Thursday, 29 July 2010

It was then, on the morning of 29th July 2010, that I realised I wanted to be bigger than The Beatles. To be bigger than Michael Jackson, Bowie, and Jesus himself. I awoke at five with fatigue-stained tears in my eyes. Sunlight was pouring in my window from a large crack in the curtain. It was a beautiful sky. The same sky in the same area used to look up at as a child. The internet can be a burden for your dreams. My idols, through all my dedication and hours of listening, remain as silent as a blank canvas to me. If only they understood my interest in everything they do. Perhaps then, not now. The bands I listen to, I see as dust in the wind. Dust on the shelves, in the corners of the roof, under the bed. Will they matter in twenty years time and, infact, do they matter now at all? What kind of pleasure would the most crazed and famous Beatles fan feel unless they are on the same par as their heroes. What? I don't see anything.

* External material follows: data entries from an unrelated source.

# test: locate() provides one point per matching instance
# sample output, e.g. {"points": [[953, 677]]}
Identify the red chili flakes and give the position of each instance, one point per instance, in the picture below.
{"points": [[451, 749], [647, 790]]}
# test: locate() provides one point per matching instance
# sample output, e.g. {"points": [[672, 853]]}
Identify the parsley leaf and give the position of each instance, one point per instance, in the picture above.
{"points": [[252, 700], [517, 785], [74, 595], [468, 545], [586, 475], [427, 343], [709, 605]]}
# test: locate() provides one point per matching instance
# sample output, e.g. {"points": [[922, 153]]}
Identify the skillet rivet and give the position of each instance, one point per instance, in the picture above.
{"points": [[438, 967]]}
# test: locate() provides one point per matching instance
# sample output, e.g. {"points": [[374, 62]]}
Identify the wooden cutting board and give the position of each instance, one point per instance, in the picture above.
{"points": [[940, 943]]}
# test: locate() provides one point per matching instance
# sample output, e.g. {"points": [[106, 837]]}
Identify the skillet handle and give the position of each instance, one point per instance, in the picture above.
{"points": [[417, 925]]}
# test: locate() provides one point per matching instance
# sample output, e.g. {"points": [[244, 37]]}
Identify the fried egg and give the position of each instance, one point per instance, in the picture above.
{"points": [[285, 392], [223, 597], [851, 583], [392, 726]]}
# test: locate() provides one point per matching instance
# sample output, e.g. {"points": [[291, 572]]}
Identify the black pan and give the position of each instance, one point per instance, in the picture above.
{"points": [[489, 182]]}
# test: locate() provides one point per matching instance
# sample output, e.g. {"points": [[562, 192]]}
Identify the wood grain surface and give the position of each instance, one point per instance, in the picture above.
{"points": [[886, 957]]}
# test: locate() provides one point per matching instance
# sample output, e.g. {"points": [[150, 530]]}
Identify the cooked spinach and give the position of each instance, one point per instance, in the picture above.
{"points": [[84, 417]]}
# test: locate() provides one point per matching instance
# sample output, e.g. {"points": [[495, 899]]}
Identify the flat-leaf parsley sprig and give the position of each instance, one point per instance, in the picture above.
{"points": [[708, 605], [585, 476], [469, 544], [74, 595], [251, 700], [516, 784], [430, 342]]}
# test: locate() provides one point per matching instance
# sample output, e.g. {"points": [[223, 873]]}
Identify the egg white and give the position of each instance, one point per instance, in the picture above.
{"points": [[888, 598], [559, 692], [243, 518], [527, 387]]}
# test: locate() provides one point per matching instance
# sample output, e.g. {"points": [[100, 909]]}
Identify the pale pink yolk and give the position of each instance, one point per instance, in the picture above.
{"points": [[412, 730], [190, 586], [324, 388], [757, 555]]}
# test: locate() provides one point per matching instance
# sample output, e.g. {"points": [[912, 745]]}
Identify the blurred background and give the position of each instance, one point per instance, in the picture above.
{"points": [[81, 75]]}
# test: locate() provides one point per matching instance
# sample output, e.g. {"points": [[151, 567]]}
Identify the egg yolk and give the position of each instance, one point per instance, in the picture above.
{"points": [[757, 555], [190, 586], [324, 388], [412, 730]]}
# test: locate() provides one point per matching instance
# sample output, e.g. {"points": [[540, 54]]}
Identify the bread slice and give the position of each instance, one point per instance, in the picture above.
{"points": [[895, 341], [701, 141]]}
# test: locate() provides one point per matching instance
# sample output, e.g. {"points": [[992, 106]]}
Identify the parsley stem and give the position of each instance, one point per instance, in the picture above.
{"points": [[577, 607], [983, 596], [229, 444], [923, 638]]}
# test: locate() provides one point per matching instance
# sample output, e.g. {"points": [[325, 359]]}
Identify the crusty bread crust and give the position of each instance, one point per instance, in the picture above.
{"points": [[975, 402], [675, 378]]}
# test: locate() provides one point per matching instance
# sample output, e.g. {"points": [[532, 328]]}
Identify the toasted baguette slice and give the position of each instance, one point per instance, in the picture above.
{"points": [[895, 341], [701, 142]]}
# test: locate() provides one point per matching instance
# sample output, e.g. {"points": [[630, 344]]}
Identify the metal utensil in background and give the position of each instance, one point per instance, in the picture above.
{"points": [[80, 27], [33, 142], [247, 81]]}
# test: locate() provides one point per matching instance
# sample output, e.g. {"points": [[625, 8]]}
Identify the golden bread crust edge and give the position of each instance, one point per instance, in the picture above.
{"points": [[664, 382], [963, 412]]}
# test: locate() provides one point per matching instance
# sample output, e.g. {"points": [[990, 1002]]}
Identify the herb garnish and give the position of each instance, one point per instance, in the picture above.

If I had one wish it would be to play God for a day. To be more well known than the speculation, the disease, the figure, the illness himself and all his rumour. All these people you waste your life fantasising about and worshipping. Your musical Gods and Godesses. What remains unseen to my eyes is how little you play a role in any of their lives. You might aswell be the homeless person who politely begs as they scurry past. The shop assistant bagging their groceries, the rat exterminated from their drainpipe. I don't blame this on them, it is a brutal necessity of life. They know they have fans but they do not know their fans. Realistically, who could come to personally meet and greet every one of you? Just like we, as individual specimen, have fans. Our friends are, for the most part, fans of what we do. The shit music we try and recreate by our heroes in our ugly bedrooms, the obsessive picture-sticking on it's walls, our self-confessed love for the way they walk, talk and think. We probably think about them more than their own wives. Our whole empathic existance lived primarily through the screen of TV and the speakers of stereo.

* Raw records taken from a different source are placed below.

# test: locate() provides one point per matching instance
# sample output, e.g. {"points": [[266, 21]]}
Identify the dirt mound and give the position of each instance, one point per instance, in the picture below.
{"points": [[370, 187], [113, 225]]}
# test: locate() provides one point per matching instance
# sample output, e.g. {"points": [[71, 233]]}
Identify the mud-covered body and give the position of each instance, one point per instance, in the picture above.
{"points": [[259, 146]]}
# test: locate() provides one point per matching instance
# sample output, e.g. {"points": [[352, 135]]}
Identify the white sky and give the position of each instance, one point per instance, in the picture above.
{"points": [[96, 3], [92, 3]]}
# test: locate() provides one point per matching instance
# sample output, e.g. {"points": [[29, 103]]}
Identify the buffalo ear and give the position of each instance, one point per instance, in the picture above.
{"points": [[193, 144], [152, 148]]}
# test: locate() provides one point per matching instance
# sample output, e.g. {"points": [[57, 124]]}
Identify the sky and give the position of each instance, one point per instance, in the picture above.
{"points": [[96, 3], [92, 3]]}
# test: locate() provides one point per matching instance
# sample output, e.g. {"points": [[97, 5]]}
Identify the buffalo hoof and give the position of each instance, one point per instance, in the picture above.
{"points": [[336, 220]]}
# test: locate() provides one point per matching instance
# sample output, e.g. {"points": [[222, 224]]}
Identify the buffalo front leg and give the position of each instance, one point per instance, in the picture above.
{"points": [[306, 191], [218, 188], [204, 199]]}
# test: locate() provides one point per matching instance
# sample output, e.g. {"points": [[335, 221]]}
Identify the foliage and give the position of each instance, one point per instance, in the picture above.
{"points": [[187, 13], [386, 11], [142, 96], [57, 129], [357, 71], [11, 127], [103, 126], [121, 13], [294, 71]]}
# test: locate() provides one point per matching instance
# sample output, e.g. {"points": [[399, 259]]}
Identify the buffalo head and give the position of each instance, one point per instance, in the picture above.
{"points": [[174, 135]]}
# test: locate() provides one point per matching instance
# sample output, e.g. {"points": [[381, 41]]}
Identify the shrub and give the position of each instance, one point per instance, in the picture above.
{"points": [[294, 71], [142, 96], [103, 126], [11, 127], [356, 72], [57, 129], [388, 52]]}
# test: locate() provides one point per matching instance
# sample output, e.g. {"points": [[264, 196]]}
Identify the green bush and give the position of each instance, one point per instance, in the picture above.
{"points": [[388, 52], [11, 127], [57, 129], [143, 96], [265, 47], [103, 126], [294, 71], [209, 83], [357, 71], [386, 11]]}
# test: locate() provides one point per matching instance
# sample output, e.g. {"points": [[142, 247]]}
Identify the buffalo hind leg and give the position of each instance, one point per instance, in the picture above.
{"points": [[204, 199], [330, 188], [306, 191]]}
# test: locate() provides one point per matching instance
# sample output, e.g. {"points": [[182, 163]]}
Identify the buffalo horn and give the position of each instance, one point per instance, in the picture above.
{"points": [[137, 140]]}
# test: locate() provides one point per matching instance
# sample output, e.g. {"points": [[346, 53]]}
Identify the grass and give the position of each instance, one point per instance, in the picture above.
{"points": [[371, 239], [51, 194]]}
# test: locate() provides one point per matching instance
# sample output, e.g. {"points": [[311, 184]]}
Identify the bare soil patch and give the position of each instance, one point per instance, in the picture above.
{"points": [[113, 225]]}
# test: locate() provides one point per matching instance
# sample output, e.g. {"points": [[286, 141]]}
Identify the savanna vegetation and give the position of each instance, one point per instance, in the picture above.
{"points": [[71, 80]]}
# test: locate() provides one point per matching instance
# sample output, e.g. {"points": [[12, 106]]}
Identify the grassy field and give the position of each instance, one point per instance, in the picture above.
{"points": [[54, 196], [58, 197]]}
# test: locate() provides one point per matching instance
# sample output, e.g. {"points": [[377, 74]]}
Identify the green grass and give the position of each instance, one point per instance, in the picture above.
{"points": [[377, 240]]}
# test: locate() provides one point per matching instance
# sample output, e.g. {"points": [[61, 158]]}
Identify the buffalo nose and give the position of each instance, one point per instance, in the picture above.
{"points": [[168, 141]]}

But what will they matter in twenty years time? What will you matter? Try and emulate your heroes and then die disappointed. Perhaps, for the most part, your heroes have no idea of the effect they have on your entire conscious. I know that by living this way my entire teenage life, I wake up most mornings a very lonely young woman. Traded socialising for music listening. What did they ever give back to me? The only people who reside on their walls are their own heroes. And who else but heroes of them. So many lyricists that had so much to say lay undiscovered only because they hadn't the fans to give a shit. And because of what, their beauty, wealth, nationality? Lyrics are entirely subjective. Entirely personal. By this mentality, the things John Lennon and Paul McCartney said are just as important as the lyrics some 13 year old kid scribbles into his notebook during Science lessons. Minus generating the musical inspiration of an entire nation, of course. Lyrics alone, are nothing, and can be said by a nobody.

Drinking coffee, making music, withering in pretension. Teasing and flattering. If only I were convinced that they did the best they could. Fame is the worst thing to happen, not only to an actor, but to every person disguised in spotlight. You think you understand, no, you believe you understand their anguish, woe and lyrical mentality. You presume to know. You then realise that you'll never know if you got it right. They discard it. The letter you wrote, the email you sent, the three hours you dedicated to getting every line exceedingly perfect. Hell, even that time you queued to see them in the pouring rain only to be greeted with a subtle "hello" and to remain unlooked upon in the face.

It is only through this isolation that I crave fame at all. The mentality, the adoration. Not only in my lifetime, but in the lifetime of my own musical heroes, be they still alive when I get there. Then my time will arise to be listened to intently through their headphones and straight to the eardrum of their conscience. To be on their walls, in their heads, unable to get out. This I find suitable repayment. Repayment for being such a disappointment to finally meet.

"It is the garment of my misery. The whole world ... is the garment of my misery."